There are other overarching requirements that philosophers place on natural kinds besides the requirements that natural kinds be causal kinds or inductive kinds. Consider some of the criteria listed by Bird and Tobin (2017): that all natural kinds are mind-independent, that natural kinds should form hierarchies, and that natural kinds should be categorically distinct. Each of these requirements is inconsistent with some successful classificatory practice in science. As we will see later, the requirement that natural kinds be mind-independent is inconsistent with classifications in the human, social, and medical sciences. The requirement that natural kinds be hierarchically arranged conflicts with classificatory practices in chemistry (Hendry 2010; Khalidi 2013). And the requirement that natural kinds be categorically distinct, that is, not bleed into one another, is violated in some areas of biology (Ereshefsky 2001).

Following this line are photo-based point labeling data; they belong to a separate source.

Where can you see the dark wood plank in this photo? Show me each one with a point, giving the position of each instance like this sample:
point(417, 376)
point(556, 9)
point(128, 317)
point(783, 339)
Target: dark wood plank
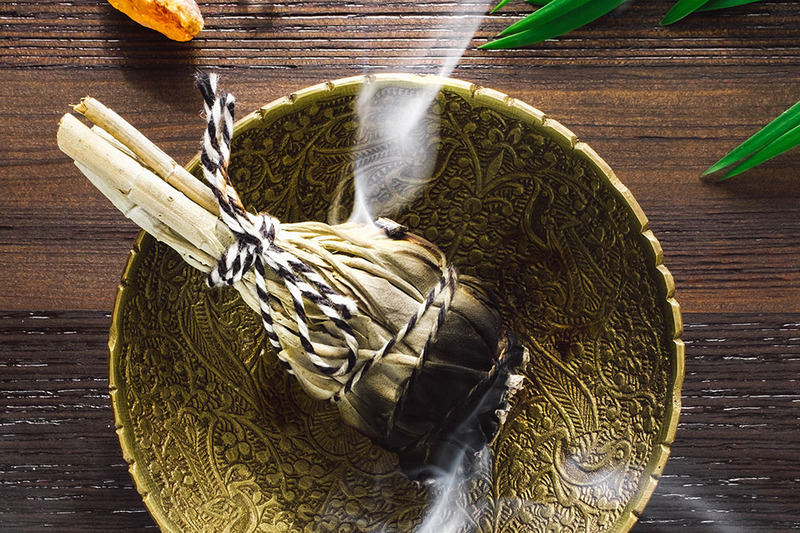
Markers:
point(337, 35)
point(733, 468)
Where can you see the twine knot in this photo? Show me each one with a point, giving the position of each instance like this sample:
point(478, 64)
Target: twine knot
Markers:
point(255, 245)
point(258, 238)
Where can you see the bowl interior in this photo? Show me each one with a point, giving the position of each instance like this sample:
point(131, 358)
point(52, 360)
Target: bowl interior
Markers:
point(220, 439)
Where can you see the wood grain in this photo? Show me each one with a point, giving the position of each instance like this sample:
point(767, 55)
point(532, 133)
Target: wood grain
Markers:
point(733, 247)
point(733, 467)
point(659, 104)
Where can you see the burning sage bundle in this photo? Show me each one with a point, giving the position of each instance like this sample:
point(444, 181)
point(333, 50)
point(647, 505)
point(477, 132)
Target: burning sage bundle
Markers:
point(371, 318)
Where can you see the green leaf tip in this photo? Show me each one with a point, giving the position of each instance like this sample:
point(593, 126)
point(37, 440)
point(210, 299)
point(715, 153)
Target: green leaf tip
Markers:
point(681, 10)
point(761, 141)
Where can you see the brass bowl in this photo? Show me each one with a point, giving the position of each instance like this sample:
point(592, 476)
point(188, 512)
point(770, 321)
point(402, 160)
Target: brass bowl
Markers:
point(220, 439)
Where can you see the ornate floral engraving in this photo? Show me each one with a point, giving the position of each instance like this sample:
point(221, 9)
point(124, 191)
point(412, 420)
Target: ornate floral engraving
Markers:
point(222, 440)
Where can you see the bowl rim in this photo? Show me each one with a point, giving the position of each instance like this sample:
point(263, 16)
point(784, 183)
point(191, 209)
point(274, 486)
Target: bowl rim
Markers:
point(351, 85)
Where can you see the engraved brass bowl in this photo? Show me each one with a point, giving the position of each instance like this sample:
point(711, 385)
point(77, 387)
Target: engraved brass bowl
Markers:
point(220, 439)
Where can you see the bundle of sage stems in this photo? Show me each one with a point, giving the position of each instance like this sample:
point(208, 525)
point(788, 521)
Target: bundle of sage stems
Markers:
point(438, 391)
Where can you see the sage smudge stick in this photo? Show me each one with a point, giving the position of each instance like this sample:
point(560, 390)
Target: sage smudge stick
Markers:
point(371, 318)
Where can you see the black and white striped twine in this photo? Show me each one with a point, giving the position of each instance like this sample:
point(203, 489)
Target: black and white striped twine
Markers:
point(255, 248)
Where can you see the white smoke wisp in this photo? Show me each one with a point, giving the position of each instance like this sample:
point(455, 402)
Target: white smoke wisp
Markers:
point(399, 130)
point(450, 510)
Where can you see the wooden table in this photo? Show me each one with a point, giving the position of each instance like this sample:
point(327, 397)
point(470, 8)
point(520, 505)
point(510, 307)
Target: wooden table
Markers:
point(659, 105)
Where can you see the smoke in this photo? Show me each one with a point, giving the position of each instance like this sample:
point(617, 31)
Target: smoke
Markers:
point(451, 510)
point(399, 130)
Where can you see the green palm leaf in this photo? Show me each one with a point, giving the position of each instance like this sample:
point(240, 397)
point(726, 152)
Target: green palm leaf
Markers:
point(722, 4)
point(532, 2)
point(782, 144)
point(682, 9)
point(567, 21)
point(775, 130)
point(548, 13)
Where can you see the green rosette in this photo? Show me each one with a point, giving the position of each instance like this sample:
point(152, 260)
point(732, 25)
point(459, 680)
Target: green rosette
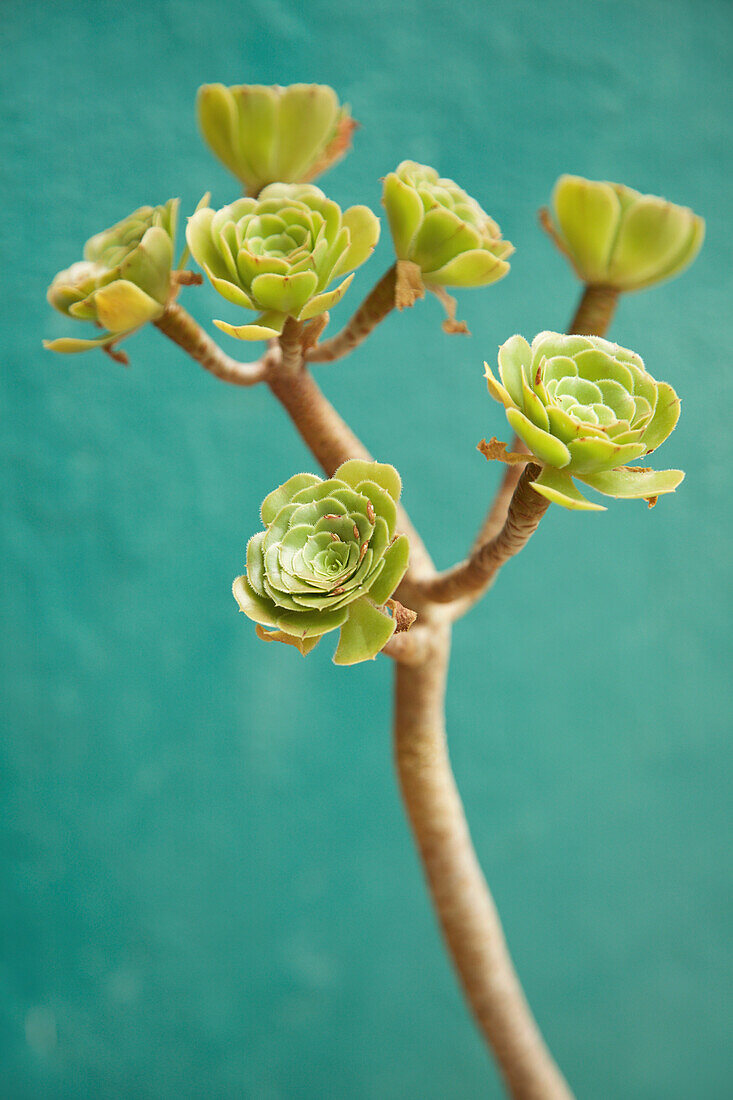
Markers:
point(266, 134)
point(616, 237)
point(328, 559)
point(123, 281)
point(436, 226)
point(584, 407)
point(279, 254)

The problem with many philosophical theories of natural kinds is not merely that those theories have counterexamples. It is more pressing than that. If philosophical research on natural kinds is supposed to provide an understanding of our classificatory practices, then such research should learn from our best classificatory practices. By failing to capture the array of epistemic reasons scientists have for positing natural kind classifications, available theories of natural kinds fail to provide an understanding of many classificatory practices in science. Couple that problem with the one we saw earlier, namely that many philosophical approaches to natural kinds are a priori and too removed from actual classificatory practice, and we see that a more practice-oriented account of natural kinds is needed. In what follows, we suggest such an account.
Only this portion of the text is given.